Cripping the Keynote – Opening conversations

Public Conversation in English spoken language with English subtitles and German spoken language and German sign language interpretation

Challenging the traditional keynote as a one-human-show, we, Carrie Sandahl, Kate Marsh and Noa Winter will open the conference with a trialogue. We will ask each other what crip communities bring to us and how we make space for shared lived experiences and learn from our differences without being divided. Collectively, we will raise questions and thoughts to guide us through the following five days.

Carrie Sandahl, a white disabled woman with blond hair, sporting glasses and a bright smile, in front of a dark grey background. The photo shows her from the upper body upwards, looking directly at the camera. She is wearing a black sweater and a scarf in purple and grey with black plant ornaments looped several times around her neck.

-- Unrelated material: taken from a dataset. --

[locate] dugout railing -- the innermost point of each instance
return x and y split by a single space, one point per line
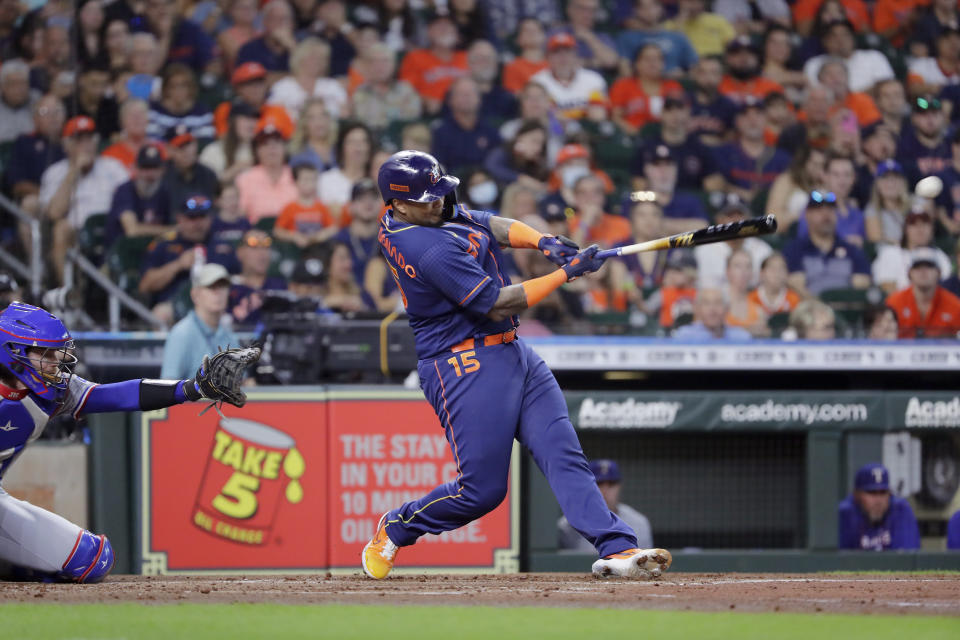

Carrie Sandahl is a Professor at the University of Illinois at Chicago in the Department of Disability and Human Development. She co-directs Chicago’s Bodies of Work, an organization that supports the development of disability art and culture. Her research and creative activity focus on disability identity in performance and film. Sandahl’s publications include a co-edited anthology, Bodies in Commotion: Disability and Performance, which garnered the Association for Theatre in Higher Education’s award for Outstanding Book in Theatre Practice and Pedagogy (2006).  Her collaboratively created documentary, Code of the Freaks, a critique of disability representations in cinema, premiered in 2020.

Kate Marsh, a white disabled woman with a red brown fringe lying down on her back on a black dancefloor. Her left arm is spread out in a 90 degree angle from her body. She is wearing a black shirt with the imprint „The future is accessible“ in white letters only partly visible on the photo.

Kate Marsh is a disabled dance artist-researcher with over 20 years of experience in performing, teaching and making. Her interests are centred around perceptions of the body in the arts and notions of corporeal aesthetics. Specifically, she is interested in each of our lived experiences of our bodies, and how this does (or doesn’t) inform our artistic practice. Her PhD focusses on leadership in the context of dance and disability and draws strongly on the voices of artists to interrogate questions around notions of leadership, perceptions and the body. Kate is a research fellow based at C-Dare (Centre for Dance Research) at Coventry University.

Noa Winter, a white, queer, disabled and chronically ill person with dark brown hair. They are lying with tucked up legs on their back, the green eyes looking headfirst into the camera. They are wearing a black skirt and a black shirt with the partly visible imprint „Access is Love“ in white capital letters with the O of Love is replaced with a red heart.

Noa Winter is a queer, disabled and chronically ill curator and dramaturg with a focus on disability arts and anti-ableism. They work as project leader for Making a Difference, a Berlin-based project that seeks to empower disabled and deaf artists, and as an independent researcher and consultant. Their main interests are the self-determined working methods of disabled, deaf and chronically ill artists, aesthetics of access and questions of anti-ableist curating. Most recently they co-curated the symposia Making Theatre Accessible – Be prepared to make mistakes and Exploded Times, Mad Spaces – Disability Arts & Crip Spacetime.